Saturday, November 22, 2008
Christmas Is Coming
Well Halloween is over and the election behind us. So here in November, before we even get a chance to sit down and enjoy our Thanksgiving turkey, we can turn our thoughts to ... Christmas. Yes, even though it's weeks away, we must now all turn our attention to consumerism and profligate spending in the hopes of giving every national department store chain a profitable fourth quarter.
Don't get me wrong, I have nothing against Department stores or profit, and I certainly don't have anything against Christmas; but I just got done being bombarded with political commercials leading up to the election and I would have preferred a short break before having it replaced by endless advertising for the latest big toy(s).
As for some of the other commercials, don't even get me started.

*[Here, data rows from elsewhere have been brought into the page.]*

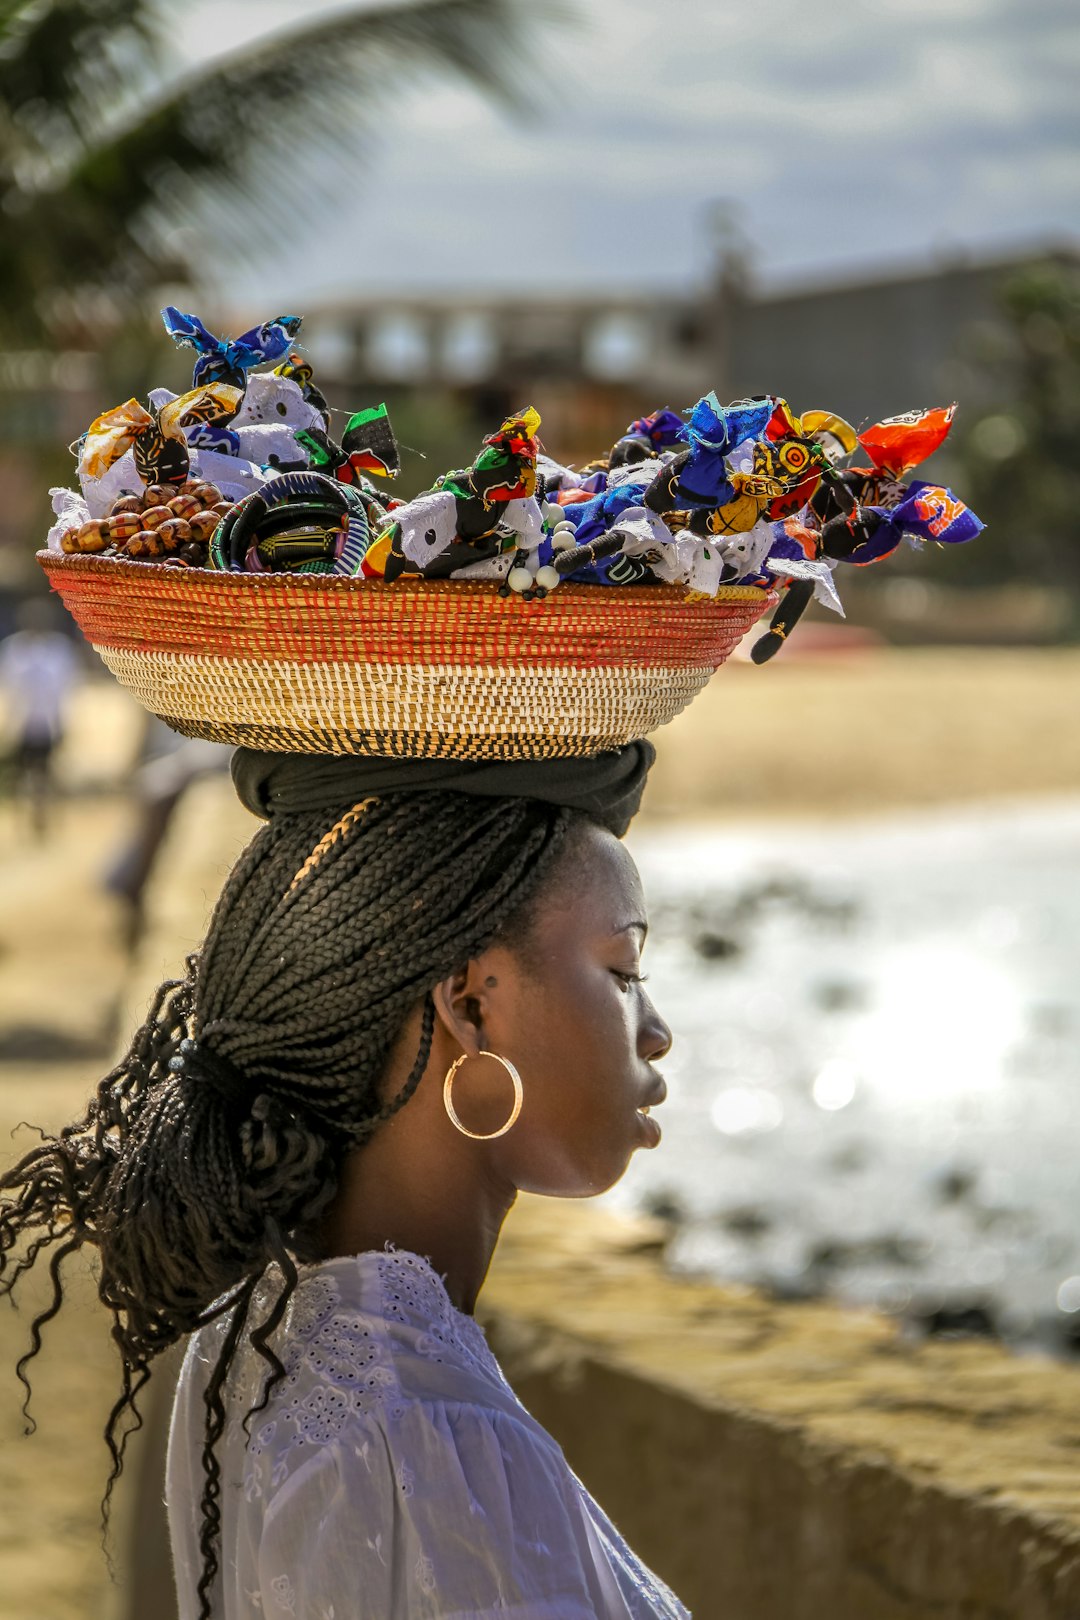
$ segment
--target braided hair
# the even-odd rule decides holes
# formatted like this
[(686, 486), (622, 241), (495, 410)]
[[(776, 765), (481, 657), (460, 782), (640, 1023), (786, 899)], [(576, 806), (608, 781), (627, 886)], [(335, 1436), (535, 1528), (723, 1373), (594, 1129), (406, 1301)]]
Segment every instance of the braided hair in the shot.
[[(387, 794), (327, 815), (280, 816), (240, 856), (201, 952), (158, 989), (84, 1115), (0, 1176), (0, 1293), (48, 1253), (52, 1295), (16, 1372), (63, 1301), (61, 1269), (89, 1245), (113, 1316), (121, 1388), (105, 1426), (103, 1513), (141, 1423), (154, 1358), (228, 1314), (207, 1391), (200, 1620), (218, 1570), (225, 1380), (245, 1329), (268, 1368), (297, 1279), (295, 1235), (334, 1196), (341, 1161), (402, 1108), (434, 1033), (431, 989), (528, 912), (580, 813), (530, 799)], [(404, 1085), (380, 1081), (421, 1008)], [(249, 1322), (270, 1265), (283, 1287)], [(250, 1421), (249, 1413), (245, 1422)]]

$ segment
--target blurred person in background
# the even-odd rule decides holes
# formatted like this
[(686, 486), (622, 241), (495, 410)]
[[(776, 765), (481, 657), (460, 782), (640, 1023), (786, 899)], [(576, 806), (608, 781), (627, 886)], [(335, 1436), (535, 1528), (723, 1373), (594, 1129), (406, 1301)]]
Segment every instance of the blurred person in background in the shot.
[(106, 891), (125, 908), (124, 941), (129, 949), (134, 949), (142, 932), (147, 887), (181, 800), (203, 777), (227, 770), (231, 752), (221, 743), (181, 737), (153, 716), (147, 720), (131, 782), (134, 824), (105, 873)]
[(29, 806), (37, 838), (48, 829), (53, 758), (63, 741), (71, 694), (82, 667), (70, 639), (55, 628), (52, 604), (25, 602), (14, 633), (0, 643), (0, 692), (10, 739), (16, 798)]

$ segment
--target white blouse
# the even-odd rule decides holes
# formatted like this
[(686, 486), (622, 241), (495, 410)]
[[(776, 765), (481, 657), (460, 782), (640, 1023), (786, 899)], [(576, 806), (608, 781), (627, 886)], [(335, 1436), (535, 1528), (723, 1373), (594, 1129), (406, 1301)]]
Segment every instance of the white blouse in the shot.
[[(173, 1409), (181, 1620), (198, 1614), (202, 1397), (224, 1331), (192, 1336)], [(274, 1343), (286, 1377), (250, 1439), (267, 1368), (246, 1334), (229, 1375), (214, 1620), (689, 1620), (419, 1255), (302, 1267)]]

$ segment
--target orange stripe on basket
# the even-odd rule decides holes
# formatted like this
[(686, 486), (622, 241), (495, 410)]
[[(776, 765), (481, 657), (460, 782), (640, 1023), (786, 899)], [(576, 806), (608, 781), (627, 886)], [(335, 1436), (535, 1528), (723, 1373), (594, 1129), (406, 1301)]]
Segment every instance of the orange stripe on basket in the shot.
[(714, 668), (772, 593), (562, 585), (543, 601), (478, 581), (218, 574), (41, 553), (96, 647), (296, 663)]

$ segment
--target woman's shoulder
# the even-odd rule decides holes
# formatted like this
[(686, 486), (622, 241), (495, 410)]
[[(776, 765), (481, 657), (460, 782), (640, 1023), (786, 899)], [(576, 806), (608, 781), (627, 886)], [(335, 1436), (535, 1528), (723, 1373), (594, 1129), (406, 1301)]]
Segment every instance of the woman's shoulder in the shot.
[[(520, 1427), (523, 1443), (554, 1447), (510, 1389), (479, 1324), (454, 1309), (420, 1257), (378, 1252), (301, 1268), (269, 1340), (271, 1361), (252, 1331), (257, 1338), (279, 1292), (278, 1279), (257, 1291), (227, 1382), (229, 1472), (242, 1472), (245, 1491), (264, 1494), (337, 1442), (408, 1458), (459, 1440), (474, 1445), (486, 1425), (504, 1434)], [(201, 1445), (202, 1395), (228, 1321), (225, 1313), (208, 1323), (189, 1345), (177, 1444)]]
[[(271, 1590), (307, 1583), (305, 1592), (325, 1596), (324, 1586), (355, 1583), (359, 1560), (365, 1590), (377, 1592), (389, 1550), (407, 1547), (418, 1592), (434, 1582), (466, 1612), (513, 1607), (512, 1587), (519, 1603), (532, 1604), (530, 1615), (684, 1617), (517, 1400), (481, 1329), (454, 1310), (426, 1262), (355, 1259), (301, 1272), (272, 1340), (280, 1373), (269, 1388), (271, 1369), (250, 1331), (230, 1375), (224, 1513), (252, 1581), (261, 1571)], [(249, 1329), (257, 1332), (277, 1297), (271, 1288), (253, 1300)], [(201, 1478), (202, 1396), (225, 1331), (208, 1324), (189, 1348), (171, 1504)], [(500, 1572), (512, 1575), (505, 1591)], [(382, 1610), (376, 1603), (377, 1612), (391, 1607), (389, 1598)]]
[[(245, 1331), (229, 1375), (235, 1398), (265, 1386), (276, 1363), (288, 1388), (315, 1379), (372, 1394), (400, 1383), (408, 1390), (417, 1368), (456, 1369), (480, 1386), (506, 1392), (508, 1385), (483, 1329), (456, 1310), (445, 1285), (422, 1256), (403, 1250), (372, 1250), (298, 1269), (267, 1350), (259, 1328), (276, 1314), (283, 1289), (276, 1270), (267, 1274), (248, 1307)], [(190, 1370), (218, 1359), (231, 1313), (223, 1311), (193, 1335)], [(420, 1377), (424, 1386), (430, 1380)], [(436, 1380), (437, 1382), (437, 1380)], [(460, 1382), (460, 1380), (459, 1380)]]
[[(372, 1250), (301, 1269), (283, 1334), (286, 1382), (314, 1378), (374, 1398), (510, 1394), (483, 1329), (422, 1256)], [(511, 1397), (513, 1399), (513, 1397)]]

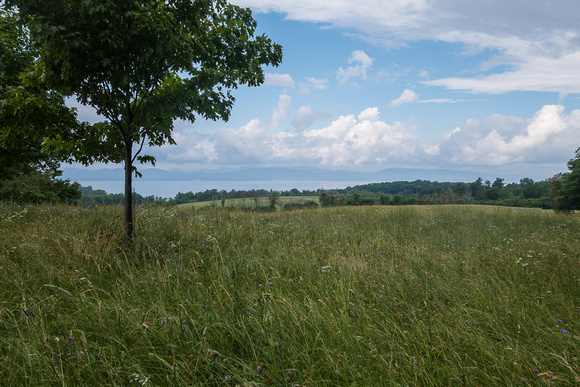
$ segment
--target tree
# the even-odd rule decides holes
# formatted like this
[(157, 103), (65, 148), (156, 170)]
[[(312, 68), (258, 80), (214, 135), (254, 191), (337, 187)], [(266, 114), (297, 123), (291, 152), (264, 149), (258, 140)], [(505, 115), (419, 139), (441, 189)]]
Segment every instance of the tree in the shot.
[(0, 10), (0, 199), (74, 202), (78, 184), (58, 179), (59, 160), (44, 144), (64, 128), (86, 124), (61, 94), (37, 82), (37, 56), (16, 15)]
[(570, 172), (561, 177), (555, 208), (557, 211), (572, 212), (580, 210), (580, 148), (576, 149), (574, 158), (567, 165)]
[(279, 198), (280, 197), (278, 196), (277, 191), (270, 190), (270, 193), (268, 193), (268, 200), (270, 201), (270, 210), (276, 209), (276, 203), (278, 203)]
[[(247, 8), (225, 0), (8, 0), (39, 48), (52, 90), (92, 106), (104, 121), (70, 130), (54, 150), (84, 164), (122, 163), (125, 234), (133, 234), (135, 162), (155, 163), (144, 146), (175, 144), (173, 121), (227, 120), (239, 85), (263, 83), (263, 65), (282, 48)], [(76, 139), (61, 147), (62, 140)]]

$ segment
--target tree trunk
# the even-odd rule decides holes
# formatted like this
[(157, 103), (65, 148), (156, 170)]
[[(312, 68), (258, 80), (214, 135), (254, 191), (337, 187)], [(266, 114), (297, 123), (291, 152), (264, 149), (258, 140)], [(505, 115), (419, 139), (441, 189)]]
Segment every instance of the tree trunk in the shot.
[(125, 242), (133, 239), (133, 143), (125, 143)]

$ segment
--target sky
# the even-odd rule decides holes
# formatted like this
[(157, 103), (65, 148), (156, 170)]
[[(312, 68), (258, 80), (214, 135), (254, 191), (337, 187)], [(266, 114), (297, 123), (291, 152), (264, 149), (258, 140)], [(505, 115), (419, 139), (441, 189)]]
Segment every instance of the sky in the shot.
[[(162, 169), (440, 168), (543, 180), (580, 147), (580, 1), (230, 0), (283, 46)], [(79, 107), (81, 119), (96, 118)], [(94, 167), (93, 167), (94, 168)]]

I have had up to here with the ham-handed bludgeoning that masquerades as marketing campaigns in commercials trying to convince me that my loved ones will only be satisfied on Christmas by jewelry with large diamonds, a big screen TV, or a new car. (Of course if someone wants to leave that 42" flat panel under the tree for me, that's OK.)
My few consolations in the coming weeks will be presentations of "A Charlie Brown Christmas", "Rudolf the Red-Nosed Reindeer" (I just love that elf dentist), and "How the Grinch Stole Christmas", along with a few of the great old black and white movies like "Holiday Inn", "A Christmas Carol" (almost every version), "It's a Wonderful Life", and " White Christmas". In between, I will overdose myself with with egg nog and cookies, and frequent repititions of all of the Mannheim Steamroller offerings and the James Taylor Christmas albums (I also have the soundtrack for Charlie Brown Christmas, but that's for special occasions) in the hopes of working up the proper state of mind. I likewise hope to find not just consolation, but indeed real joy in being able to visit with both children and grandchildren through the holiday season, though schedules these days are often more complex than any of us would like.
For it is only through the eyes of children (and especially grandchildren) that we truly understand the magic of Christmas. It is in their perfect happiness and wonder on Christmas morning that we get past the embarrassment of the Christmas party miscues, the insanity of Christmas shopping, and the anxiety that we feel over the added calories from a Christmas dinner or the candy that we pilfer from stockings.
But before I can begin to fully get myself in the spirit of the Holiday however, I must take a deep breath. Before I can take my place once again as the jolly old guy with a beard and a weight problem, I must find some serenity. Before I begin to obsess over my shopping list and have to brace myself for a trip or two to shopping malls that qualifies as torture under the rules of the Geneva convention, I must find a little piece of mind. While I do that, let me take just a moment to wish all of you some of the same. I have a feeling that we'll all need it.